All in all, if you ever feel like you’re unappreciated and your efforts are being overlooked, speak to the person about it. Try to come off as little accusing as possible, to avoid creating natural defensive reactions in the other person.
And if you ever find yourself at the other end of the spectrum, try to be comprehensive and not take every single word at heart (because they might sometimes be coming from a place of recent pain). Try to work towards resolving the issue instead of trying to argue over it.
When you deeply care for someone you do your best to make them feel appreciated. All the little things hold such grand meanings. Even if you’re not used to doing it, just try. Think of the happiness you will give to the person you care so much about.
If you have time, look up videos on YouTube of people randomly complimenting their friends. You never know, it can change a day!
To all the people out there feeling unappreciated sometimes, it is all good.
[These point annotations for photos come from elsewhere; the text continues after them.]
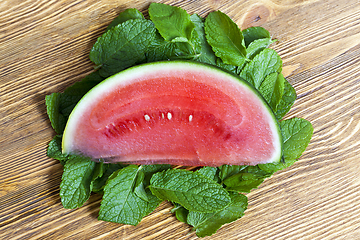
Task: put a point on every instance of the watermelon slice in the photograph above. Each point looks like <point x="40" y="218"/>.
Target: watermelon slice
<point x="174" y="112"/>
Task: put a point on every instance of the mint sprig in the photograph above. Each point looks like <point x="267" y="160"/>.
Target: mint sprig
<point x="120" y="203"/>
<point x="210" y="196"/>
<point x="192" y="190"/>
<point x="75" y="187"/>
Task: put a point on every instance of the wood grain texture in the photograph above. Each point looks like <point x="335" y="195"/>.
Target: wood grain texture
<point x="44" y="47"/>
You are not crazy, you are not doing too much, you are not exaggerating. Your emotions are valid and when shared the right way, they create the most amazing outcomes. Trust me.
It’s not always easy to embrace your full emotions because you are often afraid of being categorized as the problematic one. It’s even hard, to be honest. Maybe it’s the delivery that you need to work on, but never stop embracing them, please.
Keep on feeling them!
Love and light to everyone, and thank you to my friends and family for making me feel so valued and loved.
I don’t tell you this all the time, but it goes a long way. You help this little Narcisse feel good about herself and her ever-growing confidence whenever she needs it, but most of all you make her heart smile.